This resurgence in sorghum beer consumption reveals more than changing consumer preference. It reflects the growing importance of affordable beverages within an economy where disposable incomes remain under pressure. Sorghum beer has increasingly become a volume driven resilience product, sustaining mass market demand while insulating Delta from slower premium consumption growth.

The company’s non alcoholic beverages segment also demonstrated strong recovery momentum. Sparkling beverages grew 14%, while total non alcoholic volumes, including Schweppes Holdings Africa Limited, rose 16% to 3.1 million hectolitres.

Importantly, Delta disclosed that it absorbed approximately US$30 million in sugar surtax related costs to preserve product affordability. This decision highlights the delicate balancing act facing large manufacturers, protecting margins while preventing excessive retail price escalation that could weaken consumer demand.
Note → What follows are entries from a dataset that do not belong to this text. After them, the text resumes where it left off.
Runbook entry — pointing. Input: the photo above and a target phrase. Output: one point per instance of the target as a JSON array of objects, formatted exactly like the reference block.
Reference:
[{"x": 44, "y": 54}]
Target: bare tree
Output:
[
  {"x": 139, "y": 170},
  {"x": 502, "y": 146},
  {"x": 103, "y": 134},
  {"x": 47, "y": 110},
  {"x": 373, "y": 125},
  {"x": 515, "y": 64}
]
The consolidation of Schweppes Holdings Africa Limited as a subsidiary added US$101 million in revenue, further strengthening Delta’s diversification strategy beyond traditional alcoholic beverages.

Meanwhile, African Distillers emerged as one of the group’s fastest growing segments, posting 50% volume growth. Ready to Drink beverages surged 62%, wines increased 57%, and spirits rose 34%, signalling an aggressive expansion within lifestyle and premium consumption categories.

At profitability level, Delta’s performance reflects not just scale, but operational efficiency. EBITDA climbed 42% to US$236 million, while profit before tax surged 56% to US$210 million. Earnings per share rose 35% to US11.44 cents, underscoring the company’s capacity to generate shareholder value despite persistent macroeconomic uncertainty.

However, the results also expose the growing fiscal burden placed on large corporates in Zimbabwe. Delta paid more than US$306 million in taxes during the year, a 37% increase from the previous period, covering excise duty, VAT, corporate tax, PAYE, and the sugar surtax.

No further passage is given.